夬斗の能力は多人数相手に頼りになる。彩香とコンビならば、無敵と評していい。少なくとも彩香単独に比べ安心感が違う。
「いきなさい、えんちゃん」「ここは任せろ、親友」
ありがとう、と円眞は背中を押されるままに駆け出した。
新たにやってきた黒づくめ装備の一人がライフルを構えた。行かせまいと円眞の背へ標準を合わせる。その全身を白い網状が覆い、締め上げられるのも瞬く間であった。
「多勢には、和須如の兄のスキルだわね。見直したわ」
彩香の感心にも関わらず、なぜか夬斗は渋い顔つきをする。
「おいおい、イヤミか。俺の系は彩香の刃には斬られちまうことに」
「つまらない勘繰りは男を下げるわよ。なんてたって相手さん、私たちの能力に対抗した格好らしいわよ、あれ」
「おっ、そうなのか?」
夬斗の軽い調子で答えた声が、処刑執行の合図となった。
白き網に拘束されていた黒づくめ集団のことごとくが血飛沫を上げる。鮮血を撒き散らしながら、各部バラバラになった屍体が量産された。
「なんだ、ぜんぜんいつもと変わらないけどな」
事もなげに言う夬斗の姿が戦慄を与えた。黒づくめ集団は明らかに動揺していた。
「親友が大量のバラバラ屍体にトラウマを抱えているから、いったん捕縛にしただけだぜ。俺自身は元より生かして帰す気なんてないからな」
さぁ、こいよ、と対峙する者たちへ夬斗は挑発を投げた後だ。思い出したかのように横へ訊く。
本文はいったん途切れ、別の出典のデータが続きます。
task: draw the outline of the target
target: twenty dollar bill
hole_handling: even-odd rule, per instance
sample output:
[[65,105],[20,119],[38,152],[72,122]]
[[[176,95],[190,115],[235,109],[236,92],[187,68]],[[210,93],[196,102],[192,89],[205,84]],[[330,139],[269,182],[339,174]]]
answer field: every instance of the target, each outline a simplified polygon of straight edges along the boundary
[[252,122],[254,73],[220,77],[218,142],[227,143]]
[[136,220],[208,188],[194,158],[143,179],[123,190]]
「ところで彩香、よく親友を行かせたな。俺はてっきり殺してでも止めに入ると思っていたぜ」
「私だって、最初はそうするつもりだったわよ。でも、あんな覚悟を見せられてくるんだもの。後見人としては支持するしかないじゃない」
「いや後見人は関係ないだろ」
ツッコミを入れてから、夬斗は苦笑した。
「さすが夏波さんは鋭いな」
「なに、なっちゃん、なんて言ってたのよ」
「彩香ほど、オトメしている女性はいないそうだぜ」
彩香が見せたのは、まさに口をへの字に結ぶといった表情だ。逢魔街の強者に送られた、予想だにしていなかった評価である。けれど本人としては思い当たる節があったから否定はしなかった。
「さっさとあいつら片付けて、親友の後を追おうぜ」
「同意。これくらいなら、えんちゃんにすぐに追い……」
彩香が言葉の途中で切ったのは、まさしく異変が眼前で巻き起こったからだ。
大挙として、黒い人影が覆う。
数を増やしていた黒づくめ集団の間を、突如として縫うように登場した黒い人影。次々と出現してくれば、大量発生が留まるところを知らない。
黒い人影に、頭に角らしきもの、背中には羽根らしきものを生やした形状が混じり出す。
逢魔街特有の、逢魔ヶ刻に現れる謎の黒き怪物たちだった。
血に誘われてやってくる、この街にだけ現れる怪物は屍体へ群がっていく。大量発生の際には生者まで襲いかかっていく例は多く噂されている。
今、この場で流された血の量は半端ではなかった。
黒づくめ集団へ、黒き怪物たちが襲いかかる。
相応の反撃はするものの、数が圧倒的に違う。しかも装備は対能力者用である。想定外の相手には無力だった。
「ちっ、失敗したな」
派手に舌打ちするは、夬斗だ。一斉に殺害する真似などしたから呼んでしまった黒き怪物の群れである。鋼鉄すら裂く糸を振るう相手は、黒装備の人間より黒き怪物へ移っていた。
「ホント、あんた、ツメが甘いわよね」
「おまえ、助太刀へきた相手に対する気遣いはないのかー」
自在の太刀さばきを披露しながら文句をつけてくる彩香に、半ば認める口調の夬斗だ。黒き怪物を認知する街の住人としては、不手際だったかもしれない。これでは円眞の後を追えるか、怪しい限りである。
アニキ、すぐ感情的になるんだから。妹の指摘が聞こえてくるようだ。
後は頼んだぞ、黛莉。夬斗は声にせず胸のうちで呟く。
どうやら挽回は妹に託すしかなさそうだった。